Des faiblesses à conjuguer au présent
Plaisant à jouer et plutôt touffu sur le papier, Lost Sphear souffre en contrepartie de plusieurs défauts qui pourraient bien s’avérer rédhibitoires pour une majeure partie du public. Si l’approche old school est pleinement assumée, la direction artistique ne suffit pas à compenser les faiblesses de la réalisation d’un autre âge. Bien qu’intégralement traduit en français, le titre manque aussi cruellement d’ambition sur le plan narratif, avec des rebondissements souvent prévisibles et des cut scenes intempestives qui hachent le rythme au point de le rendre poussif. Très linéaire, la progression impose trop d’allers-retours dans la capitale et, même en difficulté normale, le challenge n’est que rarement au rendez-vous.
L’aventure devient d’ailleurs d’autant plus aisée si l’on prend la peine de renforcer au maximum ses pièces d’équipement moyennant finances.

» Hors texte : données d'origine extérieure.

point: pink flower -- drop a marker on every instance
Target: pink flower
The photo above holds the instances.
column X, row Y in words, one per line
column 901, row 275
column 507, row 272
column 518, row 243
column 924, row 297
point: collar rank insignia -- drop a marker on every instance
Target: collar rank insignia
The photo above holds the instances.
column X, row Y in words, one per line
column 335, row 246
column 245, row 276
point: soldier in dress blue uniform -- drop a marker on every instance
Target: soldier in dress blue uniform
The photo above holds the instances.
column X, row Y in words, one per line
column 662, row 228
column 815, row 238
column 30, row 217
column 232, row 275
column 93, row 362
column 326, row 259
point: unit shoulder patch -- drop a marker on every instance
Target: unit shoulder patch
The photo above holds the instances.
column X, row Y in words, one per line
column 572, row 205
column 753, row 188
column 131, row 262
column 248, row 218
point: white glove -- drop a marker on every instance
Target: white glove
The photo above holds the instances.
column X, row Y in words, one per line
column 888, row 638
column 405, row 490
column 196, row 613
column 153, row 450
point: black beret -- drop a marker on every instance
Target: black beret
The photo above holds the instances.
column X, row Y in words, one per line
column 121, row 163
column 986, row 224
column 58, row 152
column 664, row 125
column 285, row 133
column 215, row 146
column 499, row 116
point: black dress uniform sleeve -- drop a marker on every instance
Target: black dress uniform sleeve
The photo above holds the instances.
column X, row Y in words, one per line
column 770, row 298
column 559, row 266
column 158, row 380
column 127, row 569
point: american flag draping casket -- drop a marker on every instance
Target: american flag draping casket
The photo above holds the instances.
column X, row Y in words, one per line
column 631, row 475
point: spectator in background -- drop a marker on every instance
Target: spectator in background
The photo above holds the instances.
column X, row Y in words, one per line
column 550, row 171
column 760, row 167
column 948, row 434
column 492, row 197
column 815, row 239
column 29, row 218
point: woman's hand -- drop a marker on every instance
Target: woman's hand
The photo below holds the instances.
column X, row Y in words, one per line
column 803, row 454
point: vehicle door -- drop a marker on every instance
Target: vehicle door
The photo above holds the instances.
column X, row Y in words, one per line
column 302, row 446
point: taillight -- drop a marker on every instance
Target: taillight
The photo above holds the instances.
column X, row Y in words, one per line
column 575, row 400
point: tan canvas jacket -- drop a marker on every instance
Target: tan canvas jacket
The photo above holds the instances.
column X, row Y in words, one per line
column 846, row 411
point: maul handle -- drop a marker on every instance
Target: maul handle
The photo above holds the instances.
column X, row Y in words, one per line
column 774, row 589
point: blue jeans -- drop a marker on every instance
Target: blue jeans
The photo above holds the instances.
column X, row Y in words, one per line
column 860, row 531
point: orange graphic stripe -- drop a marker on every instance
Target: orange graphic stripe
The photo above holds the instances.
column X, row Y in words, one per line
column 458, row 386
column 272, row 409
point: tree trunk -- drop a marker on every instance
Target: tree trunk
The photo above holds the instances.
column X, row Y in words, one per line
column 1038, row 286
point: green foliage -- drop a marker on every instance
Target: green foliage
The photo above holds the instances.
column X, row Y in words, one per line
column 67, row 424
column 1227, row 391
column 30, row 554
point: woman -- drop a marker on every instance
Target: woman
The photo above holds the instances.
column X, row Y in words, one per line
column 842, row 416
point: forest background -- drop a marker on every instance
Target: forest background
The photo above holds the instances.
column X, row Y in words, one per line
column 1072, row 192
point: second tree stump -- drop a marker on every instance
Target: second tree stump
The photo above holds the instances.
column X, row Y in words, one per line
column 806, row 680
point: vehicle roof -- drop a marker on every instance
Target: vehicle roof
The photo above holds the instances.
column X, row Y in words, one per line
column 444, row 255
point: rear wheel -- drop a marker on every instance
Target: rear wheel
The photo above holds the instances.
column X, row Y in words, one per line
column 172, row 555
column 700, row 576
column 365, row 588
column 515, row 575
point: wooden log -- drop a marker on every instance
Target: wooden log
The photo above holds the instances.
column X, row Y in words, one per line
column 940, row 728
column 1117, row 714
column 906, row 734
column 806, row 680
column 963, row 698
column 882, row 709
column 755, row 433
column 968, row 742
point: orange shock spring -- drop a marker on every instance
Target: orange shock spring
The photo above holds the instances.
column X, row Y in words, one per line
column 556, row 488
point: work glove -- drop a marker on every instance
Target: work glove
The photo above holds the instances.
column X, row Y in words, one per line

Enfin, la durée de vie de la quête principale avoisine seulement les vingt heures de jeu, ce qui peut sembler assez faible pour un RPG proposé à une quarantaine d’euros. Une longévité qui ne prend toutefois pas en compte l’aventure post-game accessible après les crédits et dont nous tairons ici les enjeux.
Conclusion
À trop vouloir s’inspirer des références d’autrefois, Lost Sphear donne l’impression de rester figé dans le passé sans réellement se donner les moyens d’y puiser une véritable inspiration. Si l’expérience reste plaisante de bout en bout, elle n’a pas la prétention de marquer les esprits sur la durée et ne satisfera que les plus nostalgiques en quête d’une petite madeleine de Proust.